The Federal Bureau of Investigation collects crime statistics from city, county and state law enforcement agencies through the national Uniform Crime Reports program, which was most recently updated last year to reflect numbers through 2015.
An Atlanta Journal-Constitution analysis of that data found Atlanta’s violent crime rate -- 1,120 crimes per 100,000 residents -- landed Atlanta at No. 14 nationally among cities with populations of more than 200,000. However, the analysis also found that not all major American cities had data in the report -- for instance, Charlotte, N.C., often cited as one of Atlanta’s closest rivals, was not included, nor were New York City or Cleveland, Ohio.
While overall crime in Atlanta has been down, according to statistics cited by the Atlanta Police Department, Mayor Kasim Reed spoke last summer of a spike in the number of homicides and announced the creation of a gun violence task force.
But the rise in homicides in Atlanta mirrors a national trend in major cities across the country, and a New York Times analysis last year showed major jumps in murder rates in 25 of America's 100 biggest cities. Atlanta was not one of the 25.
The larger Atlanta area had a rate of 401 violent crimes per 100,000 population. However, that statistic included the entire Atlanta metropolitan statistical area, which includes not just Fulton but more than two dozen surrounding counties as well.

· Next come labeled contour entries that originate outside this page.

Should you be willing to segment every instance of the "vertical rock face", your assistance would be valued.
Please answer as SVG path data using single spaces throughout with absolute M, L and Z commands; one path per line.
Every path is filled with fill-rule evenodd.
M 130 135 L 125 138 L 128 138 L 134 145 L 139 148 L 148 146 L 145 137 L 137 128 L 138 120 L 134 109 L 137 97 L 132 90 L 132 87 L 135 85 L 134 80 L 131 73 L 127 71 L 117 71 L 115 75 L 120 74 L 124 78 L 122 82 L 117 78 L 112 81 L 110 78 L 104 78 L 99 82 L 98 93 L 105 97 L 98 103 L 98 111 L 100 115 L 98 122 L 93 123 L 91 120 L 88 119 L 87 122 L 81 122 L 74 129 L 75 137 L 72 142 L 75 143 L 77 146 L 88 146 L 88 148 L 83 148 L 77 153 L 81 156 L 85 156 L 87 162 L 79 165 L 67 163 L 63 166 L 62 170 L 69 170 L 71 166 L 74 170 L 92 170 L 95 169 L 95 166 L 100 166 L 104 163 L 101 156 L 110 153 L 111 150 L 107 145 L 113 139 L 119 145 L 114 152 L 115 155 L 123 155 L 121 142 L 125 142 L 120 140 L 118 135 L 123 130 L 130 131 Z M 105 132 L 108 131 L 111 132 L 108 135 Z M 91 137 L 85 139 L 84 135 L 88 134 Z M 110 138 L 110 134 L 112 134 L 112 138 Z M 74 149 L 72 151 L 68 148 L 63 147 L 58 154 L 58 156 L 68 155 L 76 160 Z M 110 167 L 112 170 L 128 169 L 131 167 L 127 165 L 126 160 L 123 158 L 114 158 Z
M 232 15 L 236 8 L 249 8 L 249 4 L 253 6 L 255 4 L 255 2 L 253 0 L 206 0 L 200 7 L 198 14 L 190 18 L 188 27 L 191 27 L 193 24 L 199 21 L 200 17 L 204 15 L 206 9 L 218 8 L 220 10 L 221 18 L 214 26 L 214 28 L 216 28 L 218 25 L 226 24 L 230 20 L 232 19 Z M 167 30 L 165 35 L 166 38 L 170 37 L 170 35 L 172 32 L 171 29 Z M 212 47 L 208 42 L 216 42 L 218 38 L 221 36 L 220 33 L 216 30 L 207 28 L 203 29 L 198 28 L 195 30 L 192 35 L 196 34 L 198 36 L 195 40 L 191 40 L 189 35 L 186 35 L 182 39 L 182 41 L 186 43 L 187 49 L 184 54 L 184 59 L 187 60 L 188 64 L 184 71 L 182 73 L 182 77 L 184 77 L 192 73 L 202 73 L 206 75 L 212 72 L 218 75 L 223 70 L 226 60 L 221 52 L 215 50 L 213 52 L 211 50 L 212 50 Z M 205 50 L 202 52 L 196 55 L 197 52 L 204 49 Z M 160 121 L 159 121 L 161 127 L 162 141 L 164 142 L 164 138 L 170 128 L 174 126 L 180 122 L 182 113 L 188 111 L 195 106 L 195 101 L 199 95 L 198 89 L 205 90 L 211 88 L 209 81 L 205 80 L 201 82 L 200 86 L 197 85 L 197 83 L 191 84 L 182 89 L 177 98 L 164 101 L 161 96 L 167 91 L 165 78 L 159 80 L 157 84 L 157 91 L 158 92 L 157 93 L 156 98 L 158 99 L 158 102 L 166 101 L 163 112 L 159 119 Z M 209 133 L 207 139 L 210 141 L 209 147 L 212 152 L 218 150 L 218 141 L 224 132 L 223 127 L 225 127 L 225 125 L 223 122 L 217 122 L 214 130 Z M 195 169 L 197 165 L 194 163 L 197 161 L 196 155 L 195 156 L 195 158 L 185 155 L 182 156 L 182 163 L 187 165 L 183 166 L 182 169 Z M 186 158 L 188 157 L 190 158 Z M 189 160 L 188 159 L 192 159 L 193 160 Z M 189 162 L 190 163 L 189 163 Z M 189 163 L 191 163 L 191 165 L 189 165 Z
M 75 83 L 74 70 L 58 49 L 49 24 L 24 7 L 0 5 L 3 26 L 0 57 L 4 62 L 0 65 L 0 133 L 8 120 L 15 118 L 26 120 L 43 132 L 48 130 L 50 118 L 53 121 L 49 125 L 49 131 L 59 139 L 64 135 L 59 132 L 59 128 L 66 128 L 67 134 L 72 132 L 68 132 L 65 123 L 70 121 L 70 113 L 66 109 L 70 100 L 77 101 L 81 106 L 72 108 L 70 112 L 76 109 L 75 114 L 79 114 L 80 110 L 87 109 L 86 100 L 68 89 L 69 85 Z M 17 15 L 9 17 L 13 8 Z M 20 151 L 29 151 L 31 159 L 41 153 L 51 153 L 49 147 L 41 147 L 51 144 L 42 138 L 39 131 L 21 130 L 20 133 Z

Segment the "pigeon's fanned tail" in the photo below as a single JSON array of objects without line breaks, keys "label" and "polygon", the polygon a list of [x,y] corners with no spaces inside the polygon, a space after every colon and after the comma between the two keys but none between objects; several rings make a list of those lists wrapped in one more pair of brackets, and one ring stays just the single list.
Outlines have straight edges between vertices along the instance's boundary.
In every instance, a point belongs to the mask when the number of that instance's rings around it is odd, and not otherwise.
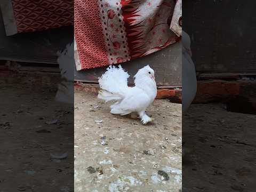
[{"label": "pigeon's fanned tail", "polygon": [[110,66],[99,79],[101,90],[98,97],[106,102],[123,99],[128,89],[129,76],[120,65],[118,68]]}]

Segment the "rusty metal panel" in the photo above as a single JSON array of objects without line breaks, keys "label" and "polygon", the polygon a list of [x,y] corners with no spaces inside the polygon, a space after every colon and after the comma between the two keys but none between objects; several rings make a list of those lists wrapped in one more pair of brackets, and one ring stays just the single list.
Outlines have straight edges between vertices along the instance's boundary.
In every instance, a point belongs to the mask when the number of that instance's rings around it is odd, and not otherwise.
[{"label": "rusty metal panel", "polygon": [[[178,42],[169,47],[129,62],[121,64],[131,77],[129,83],[133,83],[133,76],[138,69],[149,65],[155,71],[156,81],[158,86],[181,86],[181,43]],[[87,82],[98,82],[98,77],[106,70],[107,67],[77,71],[75,79]]]},{"label": "rusty metal panel", "polygon": [[199,73],[256,72],[255,1],[182,1]]}]

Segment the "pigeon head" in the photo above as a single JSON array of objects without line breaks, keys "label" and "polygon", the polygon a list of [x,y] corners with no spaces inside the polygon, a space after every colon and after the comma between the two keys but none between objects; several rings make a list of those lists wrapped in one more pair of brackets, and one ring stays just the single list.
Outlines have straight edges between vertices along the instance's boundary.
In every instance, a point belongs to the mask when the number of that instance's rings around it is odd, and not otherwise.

The rate of 401 puts Atlanta would be similar to that of the Clarksville, Tenn., area which had a rate of 405. That's higher than the rate of the Dallas-Fort Worth area (338) but lower than those of Kansas City (536), Columbia, S.C. (651) and Columbus, Ga. (469). The national rate was 373.
CORRECTION: The crime statistics for the city of Atlanta were described incorrectly in the original version of this story. It has been updated to reflect the corrected ratios. The newspaper regrets the error.